Por outro lado, as dívidas onerosas — ligadas a empréstimos e financiamentos junto a instituições financeiras — apresentaram leve redução, passando de R$ 3,6 bilhões para R$ 3,5 bilhões.

Três clubes aparecem em destaque na lista de devedores

Três clubes concentram boa parte do endividamento total do futebol brasileiro: Atlético-MG, Botafogo e Corinthians. Juntos, eles representam cerca de 43% da dívida total registrada no levantamento.

O Atlético-MG aparece no topo, com R$ 2,63 bilhões em dívidas. Logo atrás surgem Botafogo, com R$ 2,52 bilhões, e Corinthians, com R$ 2,46 bilhões.
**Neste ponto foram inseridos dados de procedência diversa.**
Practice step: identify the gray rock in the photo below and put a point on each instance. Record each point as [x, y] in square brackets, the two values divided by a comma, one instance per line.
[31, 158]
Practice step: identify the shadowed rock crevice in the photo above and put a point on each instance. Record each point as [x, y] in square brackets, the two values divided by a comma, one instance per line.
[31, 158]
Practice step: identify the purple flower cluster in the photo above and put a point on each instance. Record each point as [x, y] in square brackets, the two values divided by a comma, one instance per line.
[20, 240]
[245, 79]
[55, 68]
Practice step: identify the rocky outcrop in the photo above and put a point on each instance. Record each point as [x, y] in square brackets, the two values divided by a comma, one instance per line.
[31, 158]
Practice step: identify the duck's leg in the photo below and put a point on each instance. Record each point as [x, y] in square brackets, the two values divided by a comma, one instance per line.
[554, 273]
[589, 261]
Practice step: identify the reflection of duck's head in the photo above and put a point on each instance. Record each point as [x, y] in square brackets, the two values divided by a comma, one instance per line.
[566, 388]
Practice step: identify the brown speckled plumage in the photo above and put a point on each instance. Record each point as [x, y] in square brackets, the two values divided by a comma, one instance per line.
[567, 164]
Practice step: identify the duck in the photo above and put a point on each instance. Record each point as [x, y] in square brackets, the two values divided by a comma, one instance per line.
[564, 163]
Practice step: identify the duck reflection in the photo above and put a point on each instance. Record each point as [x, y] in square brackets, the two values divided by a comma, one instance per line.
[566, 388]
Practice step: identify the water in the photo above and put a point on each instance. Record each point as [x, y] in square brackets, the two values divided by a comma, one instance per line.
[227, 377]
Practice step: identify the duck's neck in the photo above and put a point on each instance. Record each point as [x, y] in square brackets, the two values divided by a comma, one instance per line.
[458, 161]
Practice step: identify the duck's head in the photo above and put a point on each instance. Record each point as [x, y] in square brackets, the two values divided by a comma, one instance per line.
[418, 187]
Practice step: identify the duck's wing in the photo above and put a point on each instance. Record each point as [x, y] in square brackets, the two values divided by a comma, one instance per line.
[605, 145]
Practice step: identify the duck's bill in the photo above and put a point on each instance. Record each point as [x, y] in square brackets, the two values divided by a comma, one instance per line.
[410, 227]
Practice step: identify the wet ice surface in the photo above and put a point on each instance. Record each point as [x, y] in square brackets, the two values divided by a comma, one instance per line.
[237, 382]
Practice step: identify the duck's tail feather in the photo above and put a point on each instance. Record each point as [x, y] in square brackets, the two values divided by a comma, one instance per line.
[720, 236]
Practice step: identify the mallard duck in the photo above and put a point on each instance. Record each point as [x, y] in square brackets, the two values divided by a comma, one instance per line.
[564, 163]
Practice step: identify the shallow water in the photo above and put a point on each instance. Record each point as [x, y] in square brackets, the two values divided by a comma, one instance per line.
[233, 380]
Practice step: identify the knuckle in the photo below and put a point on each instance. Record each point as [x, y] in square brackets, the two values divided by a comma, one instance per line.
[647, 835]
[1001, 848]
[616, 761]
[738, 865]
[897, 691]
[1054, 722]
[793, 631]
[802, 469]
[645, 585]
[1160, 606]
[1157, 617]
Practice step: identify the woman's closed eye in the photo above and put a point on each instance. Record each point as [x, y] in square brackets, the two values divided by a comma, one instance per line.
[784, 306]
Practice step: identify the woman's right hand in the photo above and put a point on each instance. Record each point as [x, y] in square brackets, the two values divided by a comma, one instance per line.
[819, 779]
Ao analisar os casos mais preocupantes de gestão financeira no país, o economista César Grafietti destacou ao portal UOL, justamente Atlético-MG, Corinthians, Botafogo e também o Vasco da Gama.

O Corinthians segue enfrentando dificuldades para crescer estruturalmente. Já o Atlético começa neste ano um processo de reorganização financeira”, avaliou.

Grafietti explicou ainda que parte relevante das dívidas de Atlético-MG e Corinthians está ligada ao financiamento de seus estádios, fator que aumenta consideravelmente o comprometimento financeiro dos clubes.

Mesmo assim, o especialista aponta que boa parte do problema também passa pelo tradicional desequilíbrio operacional vivido por muitos clubes brasileiros.

“Os gastos ficaram acima da capacidade real de geração de caixa. Houve inflação nas folhas salariais e contratações sem respaldo financeiro adequado. Quando se somam investimentos pesados em infraestrutura com descontrole nos custos do futebol, o resultado é um cenário de sufocamento financeiro”, analisou.

No caso do Corinthians, Grafietti entende que o custo atual da folha salarial não foge tanto da realidade do mercado. O principal problema, segundo ele, está no volume de dívidas acumuladas ao longo dos anos e nos altos juros pagos mensalmente.

Já Atlético-MG e Botafogo adotaram modelos mais agressivos de investimento esportivo recentemente, elevando significativamente o custo dos elencos em comparação às receitas geradas.